The compound was quiet, I tried to strained my ear to hear any sound coming from the main house, but all I heard was silence, I don’t really know why but at this point I became rather tense, and so I slowly walked towards the front door, I tried the lock and it was open, I wondered if she had heard me drive in a quickly unlocked the door, I opened the door and walked in, the lights were off but the TV was on, although the volume was slightly lowered and I noticed some of the chairs were moved slightly out of place and this made me wonder what she was up to.
As I moved through the living room, I called out to her, but I got no reply, so I decided to head upstairs and see if she was there, but not before glancing towards the dining area to see if she had set the table, but the table was bare and so I proceeded up the stairs.
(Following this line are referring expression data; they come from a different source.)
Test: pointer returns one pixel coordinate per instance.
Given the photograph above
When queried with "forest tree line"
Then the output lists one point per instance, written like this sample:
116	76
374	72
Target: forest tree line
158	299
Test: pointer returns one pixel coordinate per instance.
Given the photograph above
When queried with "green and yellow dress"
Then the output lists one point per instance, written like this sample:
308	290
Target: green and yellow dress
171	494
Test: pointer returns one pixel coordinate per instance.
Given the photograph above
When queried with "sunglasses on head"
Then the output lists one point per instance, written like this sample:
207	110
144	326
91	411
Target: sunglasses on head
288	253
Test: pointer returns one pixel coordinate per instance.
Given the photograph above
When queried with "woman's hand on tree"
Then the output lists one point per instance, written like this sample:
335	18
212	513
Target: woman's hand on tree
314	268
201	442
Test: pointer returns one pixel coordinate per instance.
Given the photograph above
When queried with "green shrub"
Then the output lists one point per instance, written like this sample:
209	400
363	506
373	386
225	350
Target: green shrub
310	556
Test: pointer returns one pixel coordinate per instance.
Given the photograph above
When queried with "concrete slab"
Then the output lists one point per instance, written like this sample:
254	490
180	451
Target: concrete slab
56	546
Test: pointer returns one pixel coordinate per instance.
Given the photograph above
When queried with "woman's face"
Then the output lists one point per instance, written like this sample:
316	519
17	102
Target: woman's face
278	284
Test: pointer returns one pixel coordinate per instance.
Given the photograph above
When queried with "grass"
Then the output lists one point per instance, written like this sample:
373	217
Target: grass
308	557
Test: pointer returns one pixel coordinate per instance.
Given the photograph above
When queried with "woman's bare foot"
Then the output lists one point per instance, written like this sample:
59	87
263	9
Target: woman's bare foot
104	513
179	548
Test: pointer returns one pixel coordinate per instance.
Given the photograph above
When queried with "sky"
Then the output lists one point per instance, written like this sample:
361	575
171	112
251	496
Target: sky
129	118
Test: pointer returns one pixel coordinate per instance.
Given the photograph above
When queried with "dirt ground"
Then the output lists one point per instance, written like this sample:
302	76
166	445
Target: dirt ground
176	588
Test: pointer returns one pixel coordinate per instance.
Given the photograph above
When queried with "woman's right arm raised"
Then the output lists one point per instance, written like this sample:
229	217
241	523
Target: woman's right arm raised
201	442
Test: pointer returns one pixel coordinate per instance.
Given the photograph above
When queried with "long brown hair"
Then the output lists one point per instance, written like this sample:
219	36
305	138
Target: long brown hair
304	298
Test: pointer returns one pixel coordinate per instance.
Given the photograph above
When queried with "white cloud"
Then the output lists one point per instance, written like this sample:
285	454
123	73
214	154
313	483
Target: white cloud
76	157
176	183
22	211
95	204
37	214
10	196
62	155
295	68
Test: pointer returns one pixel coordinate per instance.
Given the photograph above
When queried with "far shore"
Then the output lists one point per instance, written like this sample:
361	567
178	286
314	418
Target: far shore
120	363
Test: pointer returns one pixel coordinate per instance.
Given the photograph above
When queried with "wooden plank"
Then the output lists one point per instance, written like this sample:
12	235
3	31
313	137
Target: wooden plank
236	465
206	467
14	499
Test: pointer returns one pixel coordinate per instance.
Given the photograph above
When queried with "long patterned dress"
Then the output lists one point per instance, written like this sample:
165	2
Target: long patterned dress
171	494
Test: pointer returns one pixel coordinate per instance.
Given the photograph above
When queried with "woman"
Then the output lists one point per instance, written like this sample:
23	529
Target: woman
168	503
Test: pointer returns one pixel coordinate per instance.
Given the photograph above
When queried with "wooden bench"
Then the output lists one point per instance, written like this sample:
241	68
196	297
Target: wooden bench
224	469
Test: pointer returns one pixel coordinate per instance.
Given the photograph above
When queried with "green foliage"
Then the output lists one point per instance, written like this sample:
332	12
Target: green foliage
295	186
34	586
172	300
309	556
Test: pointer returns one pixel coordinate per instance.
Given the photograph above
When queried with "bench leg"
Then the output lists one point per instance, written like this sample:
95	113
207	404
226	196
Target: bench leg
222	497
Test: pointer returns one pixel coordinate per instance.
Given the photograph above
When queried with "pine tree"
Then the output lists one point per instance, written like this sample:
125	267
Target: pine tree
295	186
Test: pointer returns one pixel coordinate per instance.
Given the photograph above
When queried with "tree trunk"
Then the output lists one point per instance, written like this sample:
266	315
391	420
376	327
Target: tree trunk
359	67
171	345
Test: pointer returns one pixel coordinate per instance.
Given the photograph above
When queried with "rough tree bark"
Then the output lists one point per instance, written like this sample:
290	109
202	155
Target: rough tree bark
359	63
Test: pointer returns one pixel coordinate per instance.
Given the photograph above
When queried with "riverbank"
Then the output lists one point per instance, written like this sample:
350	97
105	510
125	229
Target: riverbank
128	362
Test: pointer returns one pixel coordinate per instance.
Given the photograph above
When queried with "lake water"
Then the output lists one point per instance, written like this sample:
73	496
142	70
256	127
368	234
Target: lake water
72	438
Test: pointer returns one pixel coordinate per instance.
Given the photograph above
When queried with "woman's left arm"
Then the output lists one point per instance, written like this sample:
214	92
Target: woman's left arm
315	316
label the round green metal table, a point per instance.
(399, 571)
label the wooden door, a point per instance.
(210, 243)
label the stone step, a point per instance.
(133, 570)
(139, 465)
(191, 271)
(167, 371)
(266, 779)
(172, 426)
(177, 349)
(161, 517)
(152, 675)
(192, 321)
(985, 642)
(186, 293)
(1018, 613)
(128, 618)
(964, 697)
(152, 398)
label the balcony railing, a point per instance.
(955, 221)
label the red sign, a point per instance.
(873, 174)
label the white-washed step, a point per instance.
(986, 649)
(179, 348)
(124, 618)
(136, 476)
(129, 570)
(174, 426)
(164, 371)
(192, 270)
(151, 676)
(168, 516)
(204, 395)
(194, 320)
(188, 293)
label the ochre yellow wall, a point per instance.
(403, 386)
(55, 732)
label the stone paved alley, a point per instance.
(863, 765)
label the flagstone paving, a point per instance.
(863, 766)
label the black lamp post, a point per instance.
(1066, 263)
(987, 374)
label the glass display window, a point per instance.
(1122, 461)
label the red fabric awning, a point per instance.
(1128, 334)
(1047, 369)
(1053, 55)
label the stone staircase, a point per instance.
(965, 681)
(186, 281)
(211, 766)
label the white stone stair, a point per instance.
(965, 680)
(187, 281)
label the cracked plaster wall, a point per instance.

I was half way up the stairs, when I felt something wet and sticky on the railings, it felt like soup, but then it didn’t quite register in my head as soup, the lights were still off so I couldn’t really make out what was on my palms.
I got to our bedroom, the door was slightly ajar and the lights were off, I called out to her again, and still got no answer, and so I carefully pushed the door open, and reached for the lights before I fully went in.
When the lights came on, I saw something I will never be able to un see, I saw my wife on the floor, in a pool of blood, with her clothes ripped off, I scanned around the room and it was a mess, everything was scattered everywhere, my eyes went back to the lifeless body of my wife, and I just stood there and stared at her, I was rooted to the spot and all I could hear was the last conversation we had on the phone, that was all I could hear, my brain had been locked in that time period.
Everything was a blur for me, I don’t know who called the police, maybe I did, but I can’t remember anymore and not that I really want to, the police told me it was a robbery gone wrong, they beat her, they raped her and then they killed her, the stabbed the gate-man too, but he was going to make a full recovery.
I tried many times to make sense of the whole situation, but I realized it was driving me crazy because the more I tried to understand it, the crazier it seemed to get, and so I would sit and replay our last conversation in my head and weep, and pray for death to take me too, because that was the only way to ease the pain I was going through.
As the weeks went by after I buried my wife, I went back to work, I just couldn’t stand being idle, I needed to keep my hands and mind busy, but I was just a zombie going through the motions like I had been programmed.
The weeks turned to months, and on one weekend I decided to tidy up her wardrobe because I hadn’t touched anything of hers since the incident, don’t know why I decided to do it, probably because I needed some closure and I needed to convince myself I could move on.
As I opened the wardrobe I immediately smelt her perfume, I became week in the knees but quickly overcame the sensation, I reached into the wardrobe and picked up her handbag, and the first thing I saw was her phone, it had been in there all this while and the battery had run out and so I searched through the bag to get the charger and that’s when I saw a white envelope with a red ribbon and the word surprise written on it. I tore it open and it was a confirmatory test result from the hospital, she was pregnant, it had finally worked, on the back of the result she had written a small note
“Honey I feel so blessed to have you in my life, thank you for being there, and welcome to the first day of the rest of our lives together”
After reading the note, I curled up on the floor, and wept.